UNITED STATES DISTRICT COURT FOR THE WESTERN DISTRICT OF WISCONSIN
Dec 4, 2017
11-cv-779-bbc (W.D. Wis. Dec. 4, 2017)

Opinion

11-cv-779-bbc

12-04-2017

PAMELA HERRINGTON, individually and on behalf of all other similarly situated persons, Plaintiffs, v. WATERSTONE MORTGAGE CORPORATION, Defendant.


OPINION AND ORDER

Plaintiff Pamela Herrington filed this proposed class action under the Fair Labor Standards Act and state law, alleging that defendant Waterstone Mortgage Corporation failed to pay its loan officers for overtime work. Shortly thereafter, defendant moved to dismiss or stay the action on the ground that plaintiff's claims were subject to arbitration. In an order dated March 16, 2012, dkt. #57, I concluded that plaintiff's claims would have to be resolved through arbitration under an agreement between the parties, but that the National Labor Relations Act gave plaintiff the right to join other employees in her case. I closed the case administratively to allow the parties to proceed with arbitration.
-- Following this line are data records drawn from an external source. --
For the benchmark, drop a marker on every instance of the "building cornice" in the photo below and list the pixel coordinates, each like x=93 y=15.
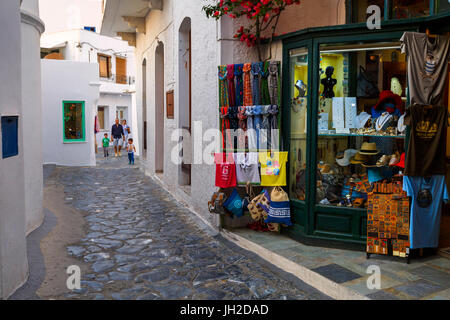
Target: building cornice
x=31 y=19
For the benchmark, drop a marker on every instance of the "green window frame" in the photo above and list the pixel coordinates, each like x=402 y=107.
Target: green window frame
x=82 y=136
x=352 y=9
Plaintiff commenced arbitration on March 23, 2012. George Pratt, a former judge for the Court of Appeals for the Second Circuit, was chosen as arbitrator. Arbitrator Pratt issued an order determining that the arbitration could proceed as a collective action. Ultimately, 174 class members opted into the arbitration. While arbitration was pending, I denied several motions by defendant seeking review of the arbitrator's decisions and of this court's initial order regarding arbitration. Dkt. ##72, 89, 92, 97. The arbitrator issued several interim orders relating to liability and held a hearing in two parts on October 17, 19-21, 2016, and December 20-21, 2016. On July 5, 2017, the arbitrator issued a final decision, holding that defendant was liable under the Fair Labor Standards Act for unpaid minimum wages and overtime and attorney fees and costs, but not liable under Wisconsin statutory or contract law. Arbitrator Pratt ordered that defendant owed $7,267,919.00 in damages, $3,318,851.00 in attorney fees and costs and an incentive fee in the sum of $20,000 to be paid to named plaintiff Herrington.
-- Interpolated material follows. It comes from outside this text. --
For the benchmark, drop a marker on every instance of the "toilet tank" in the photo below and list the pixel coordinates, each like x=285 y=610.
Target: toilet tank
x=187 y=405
Now before the court are several motions relating to the arbitrator's final award. Plaintiff has moved for confirmation of the award under 9 U.S.C. § 9, dkt. #99, while defendant has moved to vacate or modify the award. Dkt. #112. Plaintiff has moved for sanctions against defendant, arguing that defendant's objections to confirmation of the award are frivolous. Dkt. #125. Finally, defendant has moved to stay any action relating to the award until the United States Supreme Court reaches a decision in the consolidated cases of Ernst & Young, LLP v. Morris, 137 S. Ct. 809 (2017); Epic Systems Corp. v. Lewis, 137 S. Ct. 809 (2017); and National Labor Relations Board v. Murphy Oil USA, Inc., 137 S. Ct. 809 (2017) (collectively "Morris"), in which the Court is considering whether class and collective action waivers in arbitration agreements violate the National Labor Relations Act. Dkt. #118.

For the reasons below, I am denying defendant's motion to stay, defendant's motion to vacate the arbitration award and plaintiff's motion for sanctions. I am confirming the arbitration award, with one modification to correct the mathematical error identified by both parties.

OPINION

A. Motion to Stay

In March 2012, I concluded that plaintiff's employment agreement required that her wage claims be resolved through arbitration, but that the provision of the employment agreement prohibiting collective arbitration violated the National Labor Relations Act, as set forth in In re D.R. Horton, Inc., 357 NLRB No. 184 (2012), available at 2012 WL 36274. Dkt. #57. Since that time, multiple courts of appeal have considered whether class or collective action waivers in employment agreements violate the National Labor Relations Act. The Eighth, Fifth and Second Circuits have upheld class and collective action waivers in arbitration agreements and found that these waivers do not violate the Act. Cellular Sales of Missouri, LLC v. National Labor Relations Board, 824 F.3d 772 (8th Cir. 2016); Murphy Oil USA, Inc. v. National Labor Relations Board, 808 F.3d 1013 (5th Cir. 2015); D.R. Horton, Inc. v. National Labor Relations Board, 737 F.3d 344, 362 (5th Cir. 2013); Patterson v. Raymours Furniture Co., 659 F. Appx. 40 (2d Cir. 2016). The Ninth, Sixth and Seventh Circuits have held that such class action waivers violate the Act and are unenforceable. Morris v. Ernst & Young, LLP, 834 F.3d 975 (9th Cir. 2016); National Labor Relations Board v. Alternative Entertainment, Inc., 858 F.3d 393 (6th Cir. 2017); Lewis v. Epic Systems Corp., 823 F.3d 1147 (7th Cir. 2016). The Supreme Court granted certiorari to review this issue in the consolidated Morris cases, and arguments were held in October 2017. Defendant argues that this court should stay all proceedings pending the outcome of Morris.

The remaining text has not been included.